On the last day of school there was a talent show, yearbook signing, and a drawing. After the talent show, some friends and I gathered up on the auditorium stage. No one was there but us. Two of our friends were on guitars, and two others were up in the sound booth; DJ-ing and putting on a light show. It was a relaxing (if you could call it that) time to look back on the past three years and....... well.......


... dance. :)




..and eat a little end-of-the-year-celebration-cake. :)


..and play some face game..


Steven and Anton at the talent show.




Malia and Pierce dancing it up at the talent show.

After school, my dad picked me up and we headed over to the hospital to get x-rays for my back. It's been giving me a hard time lately and for a week or so the pain was almost unbearable. I was actually kind of excited to get the x-rays, until I got the news that it wasn't the only thing I was getting at the hospital. "You have to get blood work, too." said Dad. "Whoa whoa whoa.. That means I have to get blood drawn, right?" I replied. "Well, yeah." he said. "Oh just kidding then! My back is FINE!!" Yeah.. that didn't work.

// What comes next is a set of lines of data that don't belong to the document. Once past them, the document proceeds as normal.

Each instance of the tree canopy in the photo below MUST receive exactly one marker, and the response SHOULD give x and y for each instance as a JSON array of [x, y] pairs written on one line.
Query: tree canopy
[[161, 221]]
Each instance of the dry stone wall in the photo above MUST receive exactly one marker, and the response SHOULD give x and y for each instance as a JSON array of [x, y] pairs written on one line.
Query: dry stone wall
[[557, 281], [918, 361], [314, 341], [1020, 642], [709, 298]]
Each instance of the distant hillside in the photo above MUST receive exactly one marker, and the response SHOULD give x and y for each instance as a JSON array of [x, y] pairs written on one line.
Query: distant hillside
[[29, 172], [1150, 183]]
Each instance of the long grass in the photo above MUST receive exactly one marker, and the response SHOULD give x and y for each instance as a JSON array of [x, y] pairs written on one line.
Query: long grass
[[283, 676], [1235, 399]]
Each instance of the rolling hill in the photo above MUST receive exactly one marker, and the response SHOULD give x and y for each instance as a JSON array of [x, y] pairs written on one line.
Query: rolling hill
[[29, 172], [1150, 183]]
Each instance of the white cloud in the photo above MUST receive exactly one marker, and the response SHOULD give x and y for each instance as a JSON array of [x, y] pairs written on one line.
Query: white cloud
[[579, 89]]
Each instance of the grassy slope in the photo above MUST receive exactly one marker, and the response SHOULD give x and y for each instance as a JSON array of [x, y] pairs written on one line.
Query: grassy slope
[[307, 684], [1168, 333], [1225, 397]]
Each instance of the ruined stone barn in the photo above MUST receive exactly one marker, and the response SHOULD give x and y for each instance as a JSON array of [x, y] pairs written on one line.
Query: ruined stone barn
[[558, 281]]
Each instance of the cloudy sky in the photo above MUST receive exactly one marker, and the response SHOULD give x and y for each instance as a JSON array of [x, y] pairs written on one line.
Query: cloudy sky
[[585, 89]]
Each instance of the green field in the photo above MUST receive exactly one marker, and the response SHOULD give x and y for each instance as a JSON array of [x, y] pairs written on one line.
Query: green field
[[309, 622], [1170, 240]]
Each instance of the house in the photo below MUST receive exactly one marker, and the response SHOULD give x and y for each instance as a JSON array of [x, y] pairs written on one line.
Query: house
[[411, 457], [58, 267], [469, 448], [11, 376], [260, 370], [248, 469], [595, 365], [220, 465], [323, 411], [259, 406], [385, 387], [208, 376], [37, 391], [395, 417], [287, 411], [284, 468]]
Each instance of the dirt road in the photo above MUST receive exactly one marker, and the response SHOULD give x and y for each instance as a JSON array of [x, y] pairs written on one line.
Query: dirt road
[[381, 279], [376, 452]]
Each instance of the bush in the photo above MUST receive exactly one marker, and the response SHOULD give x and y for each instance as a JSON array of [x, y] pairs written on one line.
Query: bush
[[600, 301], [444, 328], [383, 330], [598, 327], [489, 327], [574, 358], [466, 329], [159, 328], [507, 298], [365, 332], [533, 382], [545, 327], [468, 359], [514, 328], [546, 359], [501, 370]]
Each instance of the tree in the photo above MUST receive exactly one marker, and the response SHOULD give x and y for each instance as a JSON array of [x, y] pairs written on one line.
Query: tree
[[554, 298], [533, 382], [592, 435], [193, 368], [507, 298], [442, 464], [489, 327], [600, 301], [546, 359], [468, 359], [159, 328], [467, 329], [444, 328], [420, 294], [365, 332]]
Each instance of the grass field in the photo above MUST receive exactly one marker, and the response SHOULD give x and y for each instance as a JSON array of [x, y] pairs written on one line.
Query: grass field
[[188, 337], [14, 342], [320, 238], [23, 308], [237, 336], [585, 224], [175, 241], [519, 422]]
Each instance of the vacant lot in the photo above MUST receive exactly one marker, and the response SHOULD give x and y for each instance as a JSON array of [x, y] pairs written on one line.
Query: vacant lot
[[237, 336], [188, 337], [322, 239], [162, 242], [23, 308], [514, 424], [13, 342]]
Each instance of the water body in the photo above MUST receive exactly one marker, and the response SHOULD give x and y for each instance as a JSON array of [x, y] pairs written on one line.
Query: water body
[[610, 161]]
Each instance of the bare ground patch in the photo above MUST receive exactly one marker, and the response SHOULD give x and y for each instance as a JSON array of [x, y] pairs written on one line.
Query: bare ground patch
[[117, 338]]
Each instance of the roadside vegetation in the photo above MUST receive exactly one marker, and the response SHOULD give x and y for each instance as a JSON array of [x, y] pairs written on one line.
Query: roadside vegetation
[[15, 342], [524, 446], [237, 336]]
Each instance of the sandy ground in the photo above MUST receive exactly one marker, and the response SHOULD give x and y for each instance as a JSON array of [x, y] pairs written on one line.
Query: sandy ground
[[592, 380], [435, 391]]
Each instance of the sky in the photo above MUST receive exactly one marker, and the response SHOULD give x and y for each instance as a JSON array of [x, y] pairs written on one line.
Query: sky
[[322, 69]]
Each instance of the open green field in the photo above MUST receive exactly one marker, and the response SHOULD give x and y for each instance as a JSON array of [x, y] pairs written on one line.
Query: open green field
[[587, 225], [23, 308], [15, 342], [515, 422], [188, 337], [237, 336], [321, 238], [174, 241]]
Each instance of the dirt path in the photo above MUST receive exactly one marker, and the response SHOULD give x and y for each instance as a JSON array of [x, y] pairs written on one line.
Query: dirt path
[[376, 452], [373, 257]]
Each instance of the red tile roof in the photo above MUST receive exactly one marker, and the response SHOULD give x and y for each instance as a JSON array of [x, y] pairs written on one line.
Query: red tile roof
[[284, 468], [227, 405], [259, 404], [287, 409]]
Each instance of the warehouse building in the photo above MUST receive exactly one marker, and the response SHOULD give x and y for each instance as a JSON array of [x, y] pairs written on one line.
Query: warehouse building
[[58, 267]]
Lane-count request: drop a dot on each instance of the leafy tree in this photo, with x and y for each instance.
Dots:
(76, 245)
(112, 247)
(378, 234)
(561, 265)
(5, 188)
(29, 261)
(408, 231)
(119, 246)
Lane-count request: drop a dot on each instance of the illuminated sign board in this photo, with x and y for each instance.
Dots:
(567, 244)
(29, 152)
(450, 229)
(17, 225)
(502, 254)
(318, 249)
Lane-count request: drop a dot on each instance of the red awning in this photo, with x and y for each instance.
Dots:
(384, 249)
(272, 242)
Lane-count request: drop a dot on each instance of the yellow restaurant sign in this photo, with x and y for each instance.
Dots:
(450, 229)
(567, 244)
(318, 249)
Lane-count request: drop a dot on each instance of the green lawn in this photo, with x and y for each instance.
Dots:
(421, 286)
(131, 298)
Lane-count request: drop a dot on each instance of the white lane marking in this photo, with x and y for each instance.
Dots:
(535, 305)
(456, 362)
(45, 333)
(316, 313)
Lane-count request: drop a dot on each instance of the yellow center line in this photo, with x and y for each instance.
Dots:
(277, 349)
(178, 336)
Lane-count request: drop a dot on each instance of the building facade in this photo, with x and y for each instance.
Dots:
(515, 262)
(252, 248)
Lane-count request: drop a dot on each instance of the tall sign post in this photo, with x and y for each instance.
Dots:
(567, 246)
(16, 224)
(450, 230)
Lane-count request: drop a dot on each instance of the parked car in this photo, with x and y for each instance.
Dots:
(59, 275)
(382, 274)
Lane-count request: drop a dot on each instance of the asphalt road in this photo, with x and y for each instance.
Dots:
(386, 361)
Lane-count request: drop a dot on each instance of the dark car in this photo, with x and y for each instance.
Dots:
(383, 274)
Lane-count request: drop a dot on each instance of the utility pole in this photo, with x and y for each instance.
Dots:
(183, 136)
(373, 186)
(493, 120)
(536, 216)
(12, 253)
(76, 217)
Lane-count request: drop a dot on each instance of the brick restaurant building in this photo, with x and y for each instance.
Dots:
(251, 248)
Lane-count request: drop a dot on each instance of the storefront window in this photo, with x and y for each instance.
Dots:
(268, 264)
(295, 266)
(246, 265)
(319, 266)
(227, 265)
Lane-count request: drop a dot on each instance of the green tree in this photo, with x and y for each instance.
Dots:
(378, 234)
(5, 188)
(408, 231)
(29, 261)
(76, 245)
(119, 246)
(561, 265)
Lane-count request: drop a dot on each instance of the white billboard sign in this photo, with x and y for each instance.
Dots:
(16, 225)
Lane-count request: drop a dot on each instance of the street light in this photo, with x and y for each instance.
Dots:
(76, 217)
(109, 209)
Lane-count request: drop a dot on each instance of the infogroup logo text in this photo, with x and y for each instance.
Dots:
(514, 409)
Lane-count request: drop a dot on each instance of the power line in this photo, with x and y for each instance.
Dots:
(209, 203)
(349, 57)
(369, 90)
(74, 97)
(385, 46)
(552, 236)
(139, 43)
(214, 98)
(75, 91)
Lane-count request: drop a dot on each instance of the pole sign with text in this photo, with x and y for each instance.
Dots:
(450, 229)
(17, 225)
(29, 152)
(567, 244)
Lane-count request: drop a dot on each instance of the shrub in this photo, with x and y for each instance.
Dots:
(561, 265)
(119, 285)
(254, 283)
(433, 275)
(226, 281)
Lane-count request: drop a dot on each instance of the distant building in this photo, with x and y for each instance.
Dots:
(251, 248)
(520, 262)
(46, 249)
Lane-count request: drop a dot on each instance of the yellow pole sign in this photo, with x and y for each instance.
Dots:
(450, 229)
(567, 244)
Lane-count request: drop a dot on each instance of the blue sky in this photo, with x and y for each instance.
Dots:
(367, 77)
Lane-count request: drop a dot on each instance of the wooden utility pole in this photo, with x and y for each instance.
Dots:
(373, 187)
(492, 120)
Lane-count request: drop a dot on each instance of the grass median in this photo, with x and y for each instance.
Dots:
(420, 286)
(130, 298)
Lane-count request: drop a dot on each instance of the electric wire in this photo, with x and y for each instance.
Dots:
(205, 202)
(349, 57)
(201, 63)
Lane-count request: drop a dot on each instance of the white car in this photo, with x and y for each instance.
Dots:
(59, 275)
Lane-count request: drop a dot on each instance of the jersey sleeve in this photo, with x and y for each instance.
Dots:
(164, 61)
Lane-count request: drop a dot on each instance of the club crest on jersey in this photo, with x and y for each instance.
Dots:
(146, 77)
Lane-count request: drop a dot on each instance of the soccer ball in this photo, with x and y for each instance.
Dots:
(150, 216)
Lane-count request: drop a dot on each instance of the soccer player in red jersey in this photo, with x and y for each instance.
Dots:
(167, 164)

My heart skipped a beat.. or two. Fear crept into my body. I hate needles. I hate shots. I cry every time I have to get one. I've never gotten blood drawn before, but I've heard tons of horror stories. Ugh.. I cried. For a long time. I kept trying to meditate to get myself to calm down.. and it kind of worked. It worked until I was sitting in the chair and the phlebotomist entered the room.. then I lost it. I started hyperventilating. My eyes welled up with tears. The nurse tried to get me to calm down by talking to me about school. I closed my eyes and continued talking with her while the needle went into my skin. We sat there talking for what seemed like an eternity. When it was finally over, I opened my eyes. I was dizzy. Everything was blurry and black. The noise from my Mom's voice and the TV in the waiting room rang through my ears. I was told to put my head down and wait until I felt better. I really thought I was going to pass out or something, but after two cups of water and 10 minutes, I was okay again. When I got up I was still a little dizzy, but I could walk.

I got home later, and my friend Joey came over to visit. I hadn't seen him in a while, so I was pretty happy that we got to hang out. But what made me even happier is that he brought me something......

PHOTOSHOP CS4!!!! woooooo!! And even better.. It's compatible with Topaz Adjust! Ahh, I've been wanting that program for a long time. I probably seem really nerdy right now :) but this program is so cool! If you don't believe me, search it on google! It has some example images on the website where it shows before and after.. It's pretty cool :). I'll be having a lot of fun with it this summer.. But I'll still be using www.picnik.com a lot as well, for I'm more familiar with it.